Theft is a triable either way offence, and anything where the value of the theft is at least double the maximum fine of the Magistrate's Court (£5000), it can only be tried in the Crown Court. Because of the low value of the item, it's likely to be tried in the Magistrate's Court, though the defendant will be able to choose which court they'd prefer the case to be heard in.
The Consolidated Criminal Practice Direction Part V.51.7 states that in the case of theft and fraud:
"Cases should be tried summarily unless the court considers that one or more of the following features is present in the case and that its sentencing powers are insufficient.
(a) Breach of trust by a person in a position of substantial authority, or in whom a high degree of trust is placed;
(b) Theft or fraud which has been committed or disguised in a sophisticated manner;
(c) Theft or fraud committed by an organised gang;
(d) The victim is particularly vulnerable to theft or fraud, e.g. the elderly or infirm;
(e) The unrecovered property is of high value: [by paragraph V.51.4, at least £10,000]."

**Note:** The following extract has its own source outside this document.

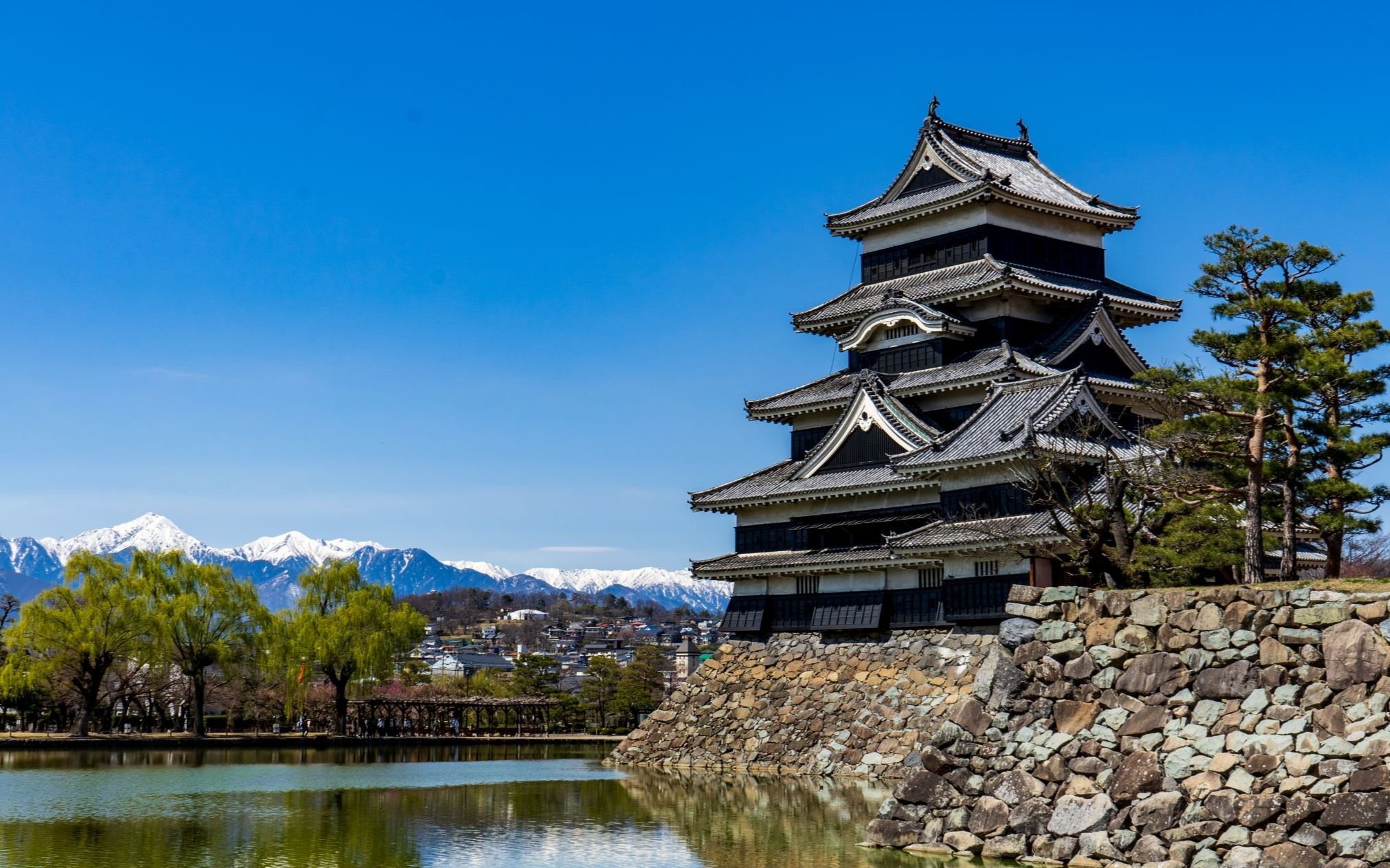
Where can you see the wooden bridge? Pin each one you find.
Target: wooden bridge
(462, 715)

So unless one of those five features is present (which need not be the feature relating to value of the property) and the Magistrates' sentencing powers are insufficient, they should accept jurisdiction to try the case.
As you say, if the Magistrates' Court accepts jurisdiction then the defendant has a choice over whether he wishes to elect a Crown Court trial.
From 13 May 2014 a new offence of low value shoplifting is created by section 176 of The Anti-social Behaviour, Crime and Policing Act 2014.
This offence applies where goods of a value of £200 or less are stolen from a shop by a person purporting to be a potential customer.
In such cases the theft will be a summary only offence, meaning that the magistrates may not decline jurisdiction or commit the case for sentence and that other rules relating to summary only offences will apply.
However, unlike with other summary only offences, the defendant will still be able to elect a crown court trial. If he does so, the offence goes back to being treated as an either way offence.